A marketing innovation is the "cash-back mortgage" wherein the lender gives the borrower an up-front bonus cash payment. For example, if you borrow $100,000 on a 3% cash-back mortgage loan, the lender will give you $3000 in addition to the $100,000 loan. You pay back only the $100,000 principal over the amortization period. The $3000 can be immediately applied as a prepayment to reduce the principal balance (to $97,000) or it can be used for any other purpose. You must keep your mortgage with the lender for at least five years.
The cash-back mortgage seems like a good deal but there is more you need to know about advertised mortgage interest rates. The rates you see posted in your local financial institution are just a starting point for negotiations. You can get ¼ % knocked off just by asking for it. With some firm negotiating, you can probably get a ½ % reduction. If the institution really wants your business, you can get a ¾ %, or even a 1% reduction. However, if you take advantage of some other promotion such as a cash-back offer, you will not get any rate discount. So the cash-back offer is not as good as it initially appears.

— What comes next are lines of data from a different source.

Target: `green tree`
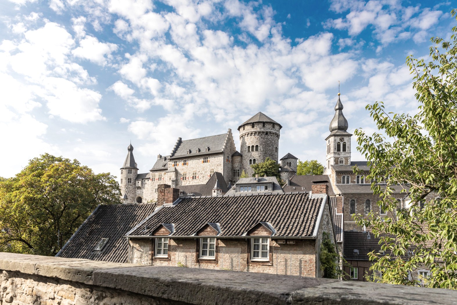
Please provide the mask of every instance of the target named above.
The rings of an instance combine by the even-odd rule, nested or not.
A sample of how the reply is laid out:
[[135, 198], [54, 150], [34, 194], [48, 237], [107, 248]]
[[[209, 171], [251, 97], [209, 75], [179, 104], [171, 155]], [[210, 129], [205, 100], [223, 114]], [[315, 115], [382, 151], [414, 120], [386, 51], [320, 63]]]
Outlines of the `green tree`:
[[[452, 16], [456, 13], [453, 10]], [[382, 273], [383, 282], [417, 285], [409, 273], [426, 268], [426, 286], [457, 289], [457, 27], [452, 31], [451, 42], [431, 38], [430, 62], [412, 55], [406, 59], [418, 113], [388, 113], [376, 102], [367, 109], [387, 137], [355, 132], [358, 149], [372, 161], [367, 180], [388, 177], [385, 188], [372, 184], [380, 195], [377, 204], [396, 214], [356, 217], [359, 225], [371, 227], [380, 238], [381, 249], [391, 252], [370, 254], [372, 271]], [[397, 206], [390, 187], [398, 183], [410, 187], [410, 207]]]
[[297, 174], [322, 175], [324, 173], [324, 166], [317, 161], [317, 160], [306, 160], [303, 162], [298, 160], [297, 165]]
[[115, 177], [46, 154], [0, 182], [0, 251], [53, 256], [101, 203], [120, 203]]
[[251, 166], [254, 170], [252, 177], [258, 175], [259, 177], [266, 176], [267, 177], [276, 177], [280, 184], [282, 183], [281, 177], [279, 174], [280, 165], [276, 164], [276, 161], [267, 157], [263, 162], [256, 163]]

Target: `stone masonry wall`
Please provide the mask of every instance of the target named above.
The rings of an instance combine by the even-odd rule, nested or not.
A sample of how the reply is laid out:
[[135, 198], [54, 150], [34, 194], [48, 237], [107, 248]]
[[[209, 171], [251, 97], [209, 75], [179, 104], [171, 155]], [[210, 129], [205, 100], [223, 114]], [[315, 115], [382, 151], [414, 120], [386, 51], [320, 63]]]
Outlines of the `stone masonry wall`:
[[453, 304], [457, 291], [0, 252], [0, 304]]

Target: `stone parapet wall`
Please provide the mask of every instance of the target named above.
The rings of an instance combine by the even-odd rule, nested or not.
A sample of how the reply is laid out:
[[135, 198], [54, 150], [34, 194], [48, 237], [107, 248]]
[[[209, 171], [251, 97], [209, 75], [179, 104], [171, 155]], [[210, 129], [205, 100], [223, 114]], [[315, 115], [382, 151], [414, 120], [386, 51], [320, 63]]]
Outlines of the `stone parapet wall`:
[[0, 304], [455, 304], [457, 291], [0, 253]]

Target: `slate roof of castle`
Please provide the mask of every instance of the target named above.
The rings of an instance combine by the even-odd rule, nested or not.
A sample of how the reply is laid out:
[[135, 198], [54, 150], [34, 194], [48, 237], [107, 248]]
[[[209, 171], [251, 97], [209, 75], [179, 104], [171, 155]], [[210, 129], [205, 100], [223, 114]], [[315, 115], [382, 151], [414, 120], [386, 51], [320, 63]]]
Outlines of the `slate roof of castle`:
[[172, 206], [162, 206], [128, 236], [149, 236], [165, 223], [174, 225], [170, 237], [192, 236], [210, 222], [219, 224], [218, 236], [242, 237], [265, 222], [276, 230], [274, 236], [313, 236], [326, 198], [301, 193], [186, 198]]
[[[287, 184], [284, 184], [282, 187], [282, 189], [284, 192], [288, 193], [290, 192], [306, 191], [308, 193], [311, 191], [311, 186], [313, 185], [313, 181], [327, 181], [325, 184], [327, 184], [327, 189], [328, 190], [329, 195], [335, 195], [335, 193], [333, 191], [332, 185], [330, 183], [330, 180], [327, 175], [304, 175], [298, 176], [295, 175], [291, 177], [289, 182], [289, 185]], [[302, 189], [302, 187], [303, 188]]]
[[282, 158], [281, 158], [279, 160], [280, 161], [280, 160], [282, 160], [283, 159], [296, 159], [298, 160], [298, 158], [297, 158], [297, 157], [296, 157], [295, 156], [294, 156], [294, 155], [292, 155], [290, 153], [287, 153], [287, 155], [286, 155], [282, 157]]
[[[192, 139], [190, 140], [185, 140], [179, 144], [176, 151], [170, 157], [170, 159], [221, 152], [223, 149], [224, 144], [225, 143], [227, 137], [227, 134], [223, 134]], [[209, 147], [209, 151], [205, 151], [205, 149], [207, 147]], [[200, 149], [200, 152], [196, 152], [197, 148]], [[187, 154], [187, 151], [189, 150], [191, 150], [191, 153]]]
[[[127, 262], [125, 234], [150, 215], [156, 204], [99, 205], [56, 256], [114, 262]], [[94, 248], [109, 238], [101, 251]]]
[[209, 196], [213, 194], [213, 189], [216, 185], [216, 179], [219, 183], [219, 186], [222, 190], [222, 193], [226, 193], [228, 189], [225, 180], [222, 174], [217, 171], [213, 174], [208, 182], [204, 184], [179, 185], [175, 187], [176, 188], [179, 188], [181, 192], [183, 192], [184, 195], [193, 194], [196, 196]]
[[243, 125], [246, 124], [249, 124], [250, 123], [256, 123], [258, 122], [269, 122], [272, 123], [275, 123], [275, 124], [277, 124], [279, 125], [279, 129], [282, 128], [282, 126], [281, 124], [273, 120], [271, 118], [267, 116], [264, 113], [262, 113], [261, 112], [258, 112], [254, 116], [252, 116], [250, 119], [241, 124], [238, 127], [238, 130], [239, 130], [239, 128], [241, 128]]

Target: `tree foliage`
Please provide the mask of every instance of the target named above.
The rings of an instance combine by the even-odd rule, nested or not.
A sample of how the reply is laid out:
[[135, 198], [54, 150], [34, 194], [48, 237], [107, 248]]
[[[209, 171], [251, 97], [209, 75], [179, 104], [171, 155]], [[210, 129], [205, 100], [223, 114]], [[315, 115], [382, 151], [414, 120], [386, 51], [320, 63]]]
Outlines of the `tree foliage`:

Which of the following loans should be chosen by the borrower?
--A standard $100,000 mortgage loan at 6.5% compounded semiannually?
--A 3% cash-back mortgage loan for $100,000 at 7.25% compounded semiannually?
In both cases, the interest rate is for a five-year term and the payments are based on a 25-year amortization. For the cash-back mortgage, assume that the $3000 cash bonus is immediately applied to reduce the balance to $97,000. (Since the monthly payments are based on the $100,000 face value, the prepayment will shorten the time required to pay off the loan.) Assume money can earn 4.8% compounded monthly.